Prove: f is surjective iff f has a right inverse.

f is surjective if for all b in B there is some a in A such that f(a) = b.
f has a right inverse if there is a function h: B ---> A such that f(h(b)) = b for every b in B.

i. Suppose f has a right inverse h: B --> A such that f(h(b)) = b for every b in B. Then for each b in B, let a in A such that f(a) = b. Let h(b) = a, then f(h(b)) = f(a) = b. Thus f is surjective.

ii. Suppose f is surjective. That is, for every b in B, there is some a in A such that f(a) = b. How to show that f has a right inverse? Please help.

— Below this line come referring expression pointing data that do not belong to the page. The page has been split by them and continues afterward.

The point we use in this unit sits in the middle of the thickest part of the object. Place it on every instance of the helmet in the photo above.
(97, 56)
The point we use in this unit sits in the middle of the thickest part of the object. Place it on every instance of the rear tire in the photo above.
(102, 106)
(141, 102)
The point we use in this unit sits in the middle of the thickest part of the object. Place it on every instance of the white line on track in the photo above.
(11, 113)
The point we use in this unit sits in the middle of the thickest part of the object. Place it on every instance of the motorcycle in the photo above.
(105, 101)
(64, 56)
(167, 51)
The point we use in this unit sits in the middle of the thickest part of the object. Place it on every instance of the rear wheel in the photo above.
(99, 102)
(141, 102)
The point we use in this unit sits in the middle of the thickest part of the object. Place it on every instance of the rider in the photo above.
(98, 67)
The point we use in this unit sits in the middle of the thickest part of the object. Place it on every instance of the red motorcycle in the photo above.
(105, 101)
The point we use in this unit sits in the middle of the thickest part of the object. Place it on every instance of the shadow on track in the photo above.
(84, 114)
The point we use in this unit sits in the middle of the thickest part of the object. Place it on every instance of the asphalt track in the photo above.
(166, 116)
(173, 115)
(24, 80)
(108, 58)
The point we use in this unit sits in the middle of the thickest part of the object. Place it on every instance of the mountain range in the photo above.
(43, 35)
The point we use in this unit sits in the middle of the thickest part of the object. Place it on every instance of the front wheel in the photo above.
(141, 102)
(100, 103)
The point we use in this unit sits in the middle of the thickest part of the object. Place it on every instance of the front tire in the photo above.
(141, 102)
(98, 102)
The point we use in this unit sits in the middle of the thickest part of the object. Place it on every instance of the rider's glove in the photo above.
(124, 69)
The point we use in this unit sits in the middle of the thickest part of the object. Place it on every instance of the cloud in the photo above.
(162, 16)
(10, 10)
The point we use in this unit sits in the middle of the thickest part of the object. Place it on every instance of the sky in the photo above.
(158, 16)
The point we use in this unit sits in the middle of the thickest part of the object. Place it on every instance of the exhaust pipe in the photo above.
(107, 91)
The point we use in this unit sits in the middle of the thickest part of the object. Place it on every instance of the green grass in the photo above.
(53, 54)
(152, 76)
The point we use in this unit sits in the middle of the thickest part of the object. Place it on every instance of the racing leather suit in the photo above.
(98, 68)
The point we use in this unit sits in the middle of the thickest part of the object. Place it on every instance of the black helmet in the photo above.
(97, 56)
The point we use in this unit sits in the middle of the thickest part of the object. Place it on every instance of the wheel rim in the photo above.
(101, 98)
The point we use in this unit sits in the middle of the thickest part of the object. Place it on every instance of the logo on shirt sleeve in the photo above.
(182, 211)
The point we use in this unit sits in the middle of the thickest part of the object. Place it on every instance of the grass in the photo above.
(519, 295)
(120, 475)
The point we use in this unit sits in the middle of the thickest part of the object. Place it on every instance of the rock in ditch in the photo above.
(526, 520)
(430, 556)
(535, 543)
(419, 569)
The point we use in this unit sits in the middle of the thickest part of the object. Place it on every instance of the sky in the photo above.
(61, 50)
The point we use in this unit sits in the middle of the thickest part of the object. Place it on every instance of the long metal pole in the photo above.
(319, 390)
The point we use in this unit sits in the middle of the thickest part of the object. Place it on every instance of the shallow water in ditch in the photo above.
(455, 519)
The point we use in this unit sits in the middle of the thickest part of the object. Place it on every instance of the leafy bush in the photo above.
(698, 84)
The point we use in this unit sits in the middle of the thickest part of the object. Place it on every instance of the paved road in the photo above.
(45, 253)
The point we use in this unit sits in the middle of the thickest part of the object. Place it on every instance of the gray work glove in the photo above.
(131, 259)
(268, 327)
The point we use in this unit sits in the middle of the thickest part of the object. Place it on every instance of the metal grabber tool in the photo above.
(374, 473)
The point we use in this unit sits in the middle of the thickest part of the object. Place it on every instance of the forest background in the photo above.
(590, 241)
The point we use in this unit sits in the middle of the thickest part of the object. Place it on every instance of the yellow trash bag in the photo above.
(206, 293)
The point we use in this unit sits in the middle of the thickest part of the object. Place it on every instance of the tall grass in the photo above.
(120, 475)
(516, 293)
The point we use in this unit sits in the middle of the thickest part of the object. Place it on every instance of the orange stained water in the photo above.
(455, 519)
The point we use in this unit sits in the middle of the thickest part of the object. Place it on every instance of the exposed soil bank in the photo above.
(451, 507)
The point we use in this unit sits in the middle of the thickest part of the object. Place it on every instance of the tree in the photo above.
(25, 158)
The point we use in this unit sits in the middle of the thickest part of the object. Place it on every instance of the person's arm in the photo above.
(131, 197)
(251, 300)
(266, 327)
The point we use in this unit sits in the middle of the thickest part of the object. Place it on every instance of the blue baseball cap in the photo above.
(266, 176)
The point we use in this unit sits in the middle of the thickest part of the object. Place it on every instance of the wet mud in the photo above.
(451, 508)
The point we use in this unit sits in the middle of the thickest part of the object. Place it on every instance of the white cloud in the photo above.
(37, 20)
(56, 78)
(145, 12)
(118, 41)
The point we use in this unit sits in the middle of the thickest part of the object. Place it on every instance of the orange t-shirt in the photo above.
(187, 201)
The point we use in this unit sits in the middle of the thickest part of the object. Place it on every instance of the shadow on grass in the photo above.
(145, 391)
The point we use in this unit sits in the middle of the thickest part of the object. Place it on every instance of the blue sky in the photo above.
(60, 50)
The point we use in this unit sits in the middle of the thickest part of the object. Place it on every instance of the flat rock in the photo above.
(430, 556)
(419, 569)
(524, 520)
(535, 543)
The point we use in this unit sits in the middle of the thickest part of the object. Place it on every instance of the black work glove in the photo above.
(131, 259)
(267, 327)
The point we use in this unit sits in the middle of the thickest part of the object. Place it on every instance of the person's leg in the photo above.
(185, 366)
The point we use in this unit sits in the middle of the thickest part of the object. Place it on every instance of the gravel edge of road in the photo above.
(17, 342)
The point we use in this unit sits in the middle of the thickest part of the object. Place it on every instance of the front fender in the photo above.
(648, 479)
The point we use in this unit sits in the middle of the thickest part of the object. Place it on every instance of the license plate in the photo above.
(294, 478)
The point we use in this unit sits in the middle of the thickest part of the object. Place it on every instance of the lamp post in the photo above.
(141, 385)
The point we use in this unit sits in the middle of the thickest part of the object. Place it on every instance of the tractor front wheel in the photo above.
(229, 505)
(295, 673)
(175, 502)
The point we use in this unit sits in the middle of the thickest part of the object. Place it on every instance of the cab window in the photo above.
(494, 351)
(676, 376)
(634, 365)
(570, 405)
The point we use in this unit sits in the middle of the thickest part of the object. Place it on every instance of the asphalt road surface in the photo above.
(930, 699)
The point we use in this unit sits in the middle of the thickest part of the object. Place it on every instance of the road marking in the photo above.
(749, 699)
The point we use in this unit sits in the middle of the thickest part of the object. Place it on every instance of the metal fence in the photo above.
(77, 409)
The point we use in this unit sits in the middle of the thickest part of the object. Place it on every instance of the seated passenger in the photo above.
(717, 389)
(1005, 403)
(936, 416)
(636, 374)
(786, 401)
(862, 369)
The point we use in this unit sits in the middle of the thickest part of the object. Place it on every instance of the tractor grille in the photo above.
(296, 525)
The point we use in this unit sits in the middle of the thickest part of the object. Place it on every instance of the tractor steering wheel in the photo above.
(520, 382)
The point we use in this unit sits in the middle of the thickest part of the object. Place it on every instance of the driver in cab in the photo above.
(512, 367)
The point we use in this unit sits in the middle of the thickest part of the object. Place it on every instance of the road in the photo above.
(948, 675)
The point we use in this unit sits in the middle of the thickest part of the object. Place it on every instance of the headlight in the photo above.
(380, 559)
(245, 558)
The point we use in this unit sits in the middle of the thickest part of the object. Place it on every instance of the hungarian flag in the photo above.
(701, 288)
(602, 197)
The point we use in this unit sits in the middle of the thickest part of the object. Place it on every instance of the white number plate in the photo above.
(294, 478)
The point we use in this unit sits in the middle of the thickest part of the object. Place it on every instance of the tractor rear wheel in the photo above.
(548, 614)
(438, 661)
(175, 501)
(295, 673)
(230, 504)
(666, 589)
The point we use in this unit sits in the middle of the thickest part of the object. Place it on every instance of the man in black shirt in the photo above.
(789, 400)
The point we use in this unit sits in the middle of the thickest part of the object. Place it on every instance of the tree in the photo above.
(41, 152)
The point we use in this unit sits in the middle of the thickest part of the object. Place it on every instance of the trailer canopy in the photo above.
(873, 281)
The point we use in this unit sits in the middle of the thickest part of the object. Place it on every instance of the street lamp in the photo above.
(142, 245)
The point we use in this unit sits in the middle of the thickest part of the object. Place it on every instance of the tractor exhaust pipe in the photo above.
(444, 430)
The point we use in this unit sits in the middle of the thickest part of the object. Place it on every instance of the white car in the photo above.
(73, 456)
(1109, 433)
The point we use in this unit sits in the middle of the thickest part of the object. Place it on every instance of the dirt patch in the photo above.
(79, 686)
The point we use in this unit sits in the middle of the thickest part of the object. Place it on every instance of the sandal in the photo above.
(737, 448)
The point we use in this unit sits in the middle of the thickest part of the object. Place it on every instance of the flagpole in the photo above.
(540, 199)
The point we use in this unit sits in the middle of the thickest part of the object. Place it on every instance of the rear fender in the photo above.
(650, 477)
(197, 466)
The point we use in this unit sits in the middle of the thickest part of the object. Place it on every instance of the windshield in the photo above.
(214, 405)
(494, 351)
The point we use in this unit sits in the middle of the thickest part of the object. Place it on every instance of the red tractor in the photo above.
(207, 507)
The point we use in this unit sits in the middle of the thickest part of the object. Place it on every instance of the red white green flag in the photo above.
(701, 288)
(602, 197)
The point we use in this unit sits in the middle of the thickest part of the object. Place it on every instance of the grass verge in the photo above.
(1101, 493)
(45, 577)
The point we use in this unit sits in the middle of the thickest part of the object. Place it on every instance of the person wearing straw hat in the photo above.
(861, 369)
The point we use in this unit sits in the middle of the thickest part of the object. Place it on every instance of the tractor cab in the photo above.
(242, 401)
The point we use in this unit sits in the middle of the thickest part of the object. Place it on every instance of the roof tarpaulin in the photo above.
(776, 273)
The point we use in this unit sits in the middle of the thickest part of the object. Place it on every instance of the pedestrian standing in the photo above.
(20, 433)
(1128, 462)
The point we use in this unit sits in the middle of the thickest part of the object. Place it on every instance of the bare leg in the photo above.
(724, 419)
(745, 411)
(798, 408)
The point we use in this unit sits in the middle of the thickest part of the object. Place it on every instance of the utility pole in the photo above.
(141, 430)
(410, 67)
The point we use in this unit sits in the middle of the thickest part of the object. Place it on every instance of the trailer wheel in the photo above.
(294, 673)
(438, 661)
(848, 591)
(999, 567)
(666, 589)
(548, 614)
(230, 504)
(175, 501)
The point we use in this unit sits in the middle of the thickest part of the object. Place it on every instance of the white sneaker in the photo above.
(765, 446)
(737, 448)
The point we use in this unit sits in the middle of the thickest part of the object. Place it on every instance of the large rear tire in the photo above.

Thank you.

2. Let $\displaystyle f: S \to T$ be a surjection.

then $\displaystyle \forall y \in T: f^{-1} \{y\} \ne \varnothing$

Let $\displaystyle f^{-1} \{y\} = X_y = \{x_{y_1}, x_{y_2}, ...\}$

Using the Axiom of Choice, for each $\displaystyle y \in T$ we can choose any of the elements $\displaystyle x_{y_1}, x_{y_2}, \ldots$ to be identified as $\displaystyle x_y$, and thereby define:

$\displaystyle g: T \to S: g (y) = x_y$

Then we see that $\displaystyle f \circ g (y) = f (x_y) = y$

and thus $\displaystyle f \circ g = I_T$.

3. Is $\displaystyle f^{-1} \{y\}$ the same as $\displaystyle f^{-1}(y)$?

4. Excellent question.

We know that f is a surjection, but f is not necessarily bijective, thus there could be more than one element of S mapped to one element of T. Thus the inverse of f is not necessarily a mapping, as an element of T does not necessarily map to a single element of S.

So technically speaking you can not talk about the inverse element of y, but you can talk about the set of elements of S that the inverse of f relates to.

What I mean by $\displaystyle f^{-1}\{y\}$ is actually the preimage of $\displaystyle f$, and in this context I find that considering y as a set (admittedly a singleton one) rather than an element enhances the understanding of what's going on.